With its tip firmly left within the ground, Beth releases her grasp of the tool as the tension in her body heightens, interested in hearing out the man that spill his guts to her, but struggling to keep herself from lashing out in a physical way that the shovel would only make worse. “I saw you being dragged away by a group of people in those masks. I saw you being ripped into a van and taken away” Harlington further explains, his spirits lowering to a similarly-defeated level as his victim’s.

“All I remember is you walking out of a house, the air being foggy, and you getting snatched up” he assures, shaking his head and dispelling any alternative solutions that could be reached. “I didn’t see who was under the masks, I didn’t see what happened before, I didn’t see what led up to it, I only saw what happened” Harlington pleads, still able to make out the shaken and hurt demeanour that Beth pays to him.

“Unlike the other times that I had those dreams, there wasn’t any fog when I woke up that night. I ran over to the library and I saw you talking to Avon King over coffee” Harlington persists, shrugging his shoulders as the lieu of any more comforting explanation to make dawns upon him, “I realised that there was a point to seeing you in my dreams and figured that I might be able to stop whatever it was that was supposed to happen to you from actually happening.”

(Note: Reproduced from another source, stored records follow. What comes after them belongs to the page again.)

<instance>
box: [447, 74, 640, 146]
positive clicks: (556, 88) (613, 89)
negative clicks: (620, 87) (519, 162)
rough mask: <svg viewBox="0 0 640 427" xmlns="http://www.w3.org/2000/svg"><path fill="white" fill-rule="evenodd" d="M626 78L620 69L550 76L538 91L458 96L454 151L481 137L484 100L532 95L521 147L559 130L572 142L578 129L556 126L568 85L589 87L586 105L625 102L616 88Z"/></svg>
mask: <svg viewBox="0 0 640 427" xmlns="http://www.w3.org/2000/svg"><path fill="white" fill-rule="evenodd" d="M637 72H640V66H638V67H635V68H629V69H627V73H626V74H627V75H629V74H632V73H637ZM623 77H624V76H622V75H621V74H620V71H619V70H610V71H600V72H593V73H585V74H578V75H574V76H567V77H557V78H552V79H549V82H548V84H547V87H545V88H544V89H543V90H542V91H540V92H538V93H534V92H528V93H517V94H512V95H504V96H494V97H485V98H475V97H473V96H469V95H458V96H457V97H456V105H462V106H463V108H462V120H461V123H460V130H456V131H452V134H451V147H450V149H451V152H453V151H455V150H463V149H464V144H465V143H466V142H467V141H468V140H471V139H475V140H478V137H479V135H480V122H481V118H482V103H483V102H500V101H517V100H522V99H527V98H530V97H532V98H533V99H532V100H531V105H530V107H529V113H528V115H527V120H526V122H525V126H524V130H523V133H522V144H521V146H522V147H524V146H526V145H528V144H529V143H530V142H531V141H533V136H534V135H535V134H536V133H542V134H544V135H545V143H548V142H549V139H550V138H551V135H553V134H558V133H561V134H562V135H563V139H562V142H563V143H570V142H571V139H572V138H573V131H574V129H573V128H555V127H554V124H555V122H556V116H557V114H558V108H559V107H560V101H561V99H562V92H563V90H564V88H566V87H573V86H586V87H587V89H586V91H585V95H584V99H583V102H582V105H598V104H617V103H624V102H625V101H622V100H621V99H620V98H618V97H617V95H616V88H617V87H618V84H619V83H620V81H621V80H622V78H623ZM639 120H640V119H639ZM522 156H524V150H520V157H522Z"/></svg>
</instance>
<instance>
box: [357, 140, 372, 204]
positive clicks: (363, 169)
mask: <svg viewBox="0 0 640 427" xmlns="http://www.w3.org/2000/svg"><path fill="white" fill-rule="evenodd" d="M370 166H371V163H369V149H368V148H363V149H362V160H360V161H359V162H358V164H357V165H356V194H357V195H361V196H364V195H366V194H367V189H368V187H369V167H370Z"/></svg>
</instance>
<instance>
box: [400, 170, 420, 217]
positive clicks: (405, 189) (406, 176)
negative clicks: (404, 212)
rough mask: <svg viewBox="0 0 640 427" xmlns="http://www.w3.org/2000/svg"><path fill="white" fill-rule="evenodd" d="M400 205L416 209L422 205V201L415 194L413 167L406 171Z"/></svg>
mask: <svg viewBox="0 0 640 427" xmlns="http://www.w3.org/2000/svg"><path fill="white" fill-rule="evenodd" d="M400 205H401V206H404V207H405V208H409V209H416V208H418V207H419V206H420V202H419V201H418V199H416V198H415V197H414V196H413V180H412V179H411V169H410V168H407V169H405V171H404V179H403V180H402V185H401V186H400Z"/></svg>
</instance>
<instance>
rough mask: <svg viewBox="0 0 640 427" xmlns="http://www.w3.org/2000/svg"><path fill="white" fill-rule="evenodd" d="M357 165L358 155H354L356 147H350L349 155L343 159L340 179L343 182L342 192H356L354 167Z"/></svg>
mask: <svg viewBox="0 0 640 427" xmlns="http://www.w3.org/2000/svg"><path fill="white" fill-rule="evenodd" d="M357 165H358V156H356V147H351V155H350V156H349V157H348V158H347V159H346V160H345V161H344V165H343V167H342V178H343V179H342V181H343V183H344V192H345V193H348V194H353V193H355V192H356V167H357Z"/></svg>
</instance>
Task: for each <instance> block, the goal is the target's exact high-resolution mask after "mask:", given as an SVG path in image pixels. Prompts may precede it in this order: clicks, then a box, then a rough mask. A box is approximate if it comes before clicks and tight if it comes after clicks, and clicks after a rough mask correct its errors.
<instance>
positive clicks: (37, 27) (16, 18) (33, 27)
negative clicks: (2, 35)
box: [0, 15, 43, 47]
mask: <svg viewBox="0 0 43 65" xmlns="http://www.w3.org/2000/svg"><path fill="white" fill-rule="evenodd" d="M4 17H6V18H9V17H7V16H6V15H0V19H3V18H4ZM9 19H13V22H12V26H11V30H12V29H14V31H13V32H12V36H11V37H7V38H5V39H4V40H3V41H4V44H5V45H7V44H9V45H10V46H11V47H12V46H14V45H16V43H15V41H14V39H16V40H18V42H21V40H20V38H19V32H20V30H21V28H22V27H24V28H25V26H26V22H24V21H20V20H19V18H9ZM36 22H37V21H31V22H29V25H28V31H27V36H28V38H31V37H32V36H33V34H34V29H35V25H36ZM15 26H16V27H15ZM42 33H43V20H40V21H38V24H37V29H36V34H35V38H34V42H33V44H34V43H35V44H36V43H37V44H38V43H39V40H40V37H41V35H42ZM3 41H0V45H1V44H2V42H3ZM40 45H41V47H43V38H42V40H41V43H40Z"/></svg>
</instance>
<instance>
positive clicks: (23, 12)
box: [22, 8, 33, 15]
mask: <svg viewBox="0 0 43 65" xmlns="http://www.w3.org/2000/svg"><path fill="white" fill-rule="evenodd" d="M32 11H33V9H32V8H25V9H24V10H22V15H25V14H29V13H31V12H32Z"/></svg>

“So you attacked me?” Beth responds, watching as her assailant’s head shakes, a gesture of correction being made before the assumption can fester any further resentment. “I didn’t know what else to do. I recognised the scene that night from my dream and knew I had to step in before the van got there” Harlington explains, at a loss for a better conclusion even after the fact, “I didn’t have much time to work with after you stepped out of the house. I looked around, saw a rock, and-”

“And you hit me over the head with it” Beth replies, finishing the man’s story on his behalf, already aware of where it was meant to be leading. “That was the only dream I had that didn’t come true yet. In my defence- it still never came true” Harlington retorts, a rebuke that would otherwise infuriate the woman, but is now just another horrible memory on top of a mountain of others that have come to plague her mind in the last twelve hours.

“I’m not trying to come off like I saved your life or anything, but I know that there had to be some reason why I saw that happening before it actually happened” Harlington proceeds, stepping around the grave’s edge in hopes of displaying his apology for the action. “I’d followed you from that point on and figured that I needed to appear somewhat-” the man continues, only to stop in his tracks as the woman backs away, putting her hands out to prevent him from nearing any closer.

No longer met with an explanation, Beth tries fighting through the clutter in her mind whilst the town-haunted man just beside her voices his apology once more. Letting free a heavy breath, the woman points at the shovel and walks off, returning to the cabin in an effort of creating space for herself. “You can take over from here-” she mutters, looking from one side to the other in quick succession as she tries to gather herself enough to depart, “-I need, I- to- I- uh.”

Stammering over her words, Beth refuses to finish her thought before heading off, closing in on the cabin’s entrance before disappearing behind it under Harlington’s watchful eye. Looking at the heavens before punching the air in aggravation, the assailant accepts the chore left behind for him as he growls beneath his breath, angered by the circumstances that surround the two of them as he reclaims the shovel, taking over for his victim in finishing off Rico’s final resting place.